Face au fédéral, le gouvernement wallon se cabre, regrettant des mesures prises sans concertation. © LAURIE DIEFFEMBACQ/BELGAIMAGE

Face à la politique fédérale, la riposte wallonne…

Christophe Leroy
Christophe Leroy Journaliste au Vif

Tax-shift, hôpitaux, impôts… La politique du gouvernement Michel affecte les recettes régionales dans un climat délétère, en dépit du rapprochement (entre fédéral et Région wallonne) provoqué par la fermeture annoncée de Caterpillar. Travail de sape de la N-VA ? Voici les trois contentieux de la rentrée. Et la réforme fiscale au sud du pays.
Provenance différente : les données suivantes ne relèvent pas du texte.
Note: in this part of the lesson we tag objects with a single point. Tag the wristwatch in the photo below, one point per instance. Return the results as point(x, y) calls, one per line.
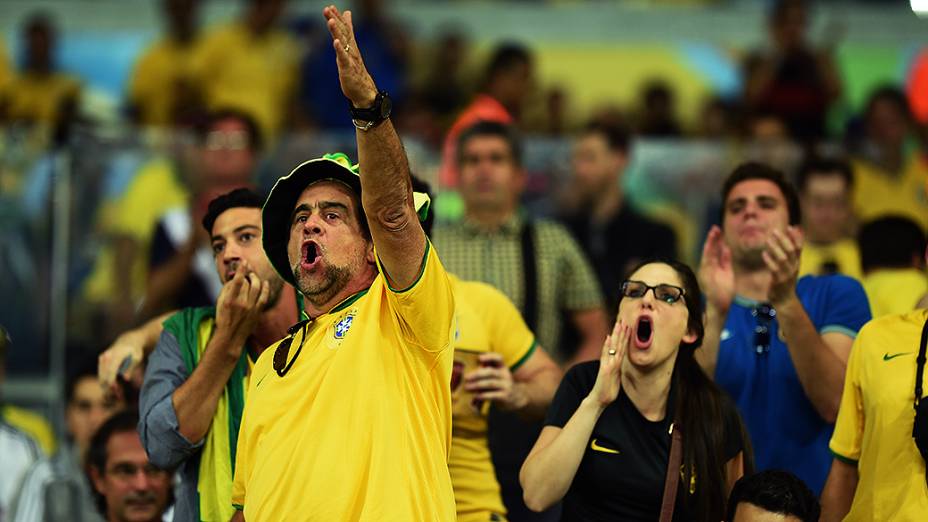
point(365, 118)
La politique belge peut se targuer d’entretenir une rude discipline héritée de l’Antiquité : la pratique du tir à la corde. A gauche, un peu vers le centre, l’équipe rouge romaine (PS-CDH) du gouvernement wallon. A droite, parfois très à droite, la suédoise (MR, Open VLD, N-VA, CD&V) du gouvernement fédéral.  » Kamikazes ! « , lance la première.  » Sous-préfecture ! « , lui répond la seconde. Une fois la défiance ainsi ratifiée, la partie peut commencer. De part et d’autre, on tire sur à peu près n’importe quelle mesure budgétaire ou fiscale. Depuis janvier 2016, avantage pour la suédoise, avec l’entrée en vigueur du tax-shift et le transfert du (sous-)financement des hôpitaux aux Régions. Mais la Wallonie fourbit ses armes. En novembre prochain, elle présentera sa propre réforme fiscale, via son ministre du Budget, Christophe Lacroix (PS). Objectif : neutraliser les  » sirènes de la droite  » du gouvernement fédéral. Et compenser les pertes budgétaires qu’il lui a infligées.

En dépit du rapprochement (entre fédéral et Région wallonne) provoqué par la fermeture annoncée, en ce début septembre, de Caterpillar, les hostilités reprennent, fin du mois, avec le conclave budgétaire wallon et surtout le prochain comité de concertation, cet espace de discussion entre le fédéral et les Régions qui porte si mal son nom, tant il cristallise les tensions depuis le scrutin de 2014.  » Le fédéral est en train de creuser un cratère fiscal énorme, c’est son choix, indique le ministre Lacroix. Mais je lui demanderais de nous laisser travailler. Il n’est pas normal que nous soyons empêchés de mener notre politique régionale par des mesures prises sans concertation impactant nos recettes.  »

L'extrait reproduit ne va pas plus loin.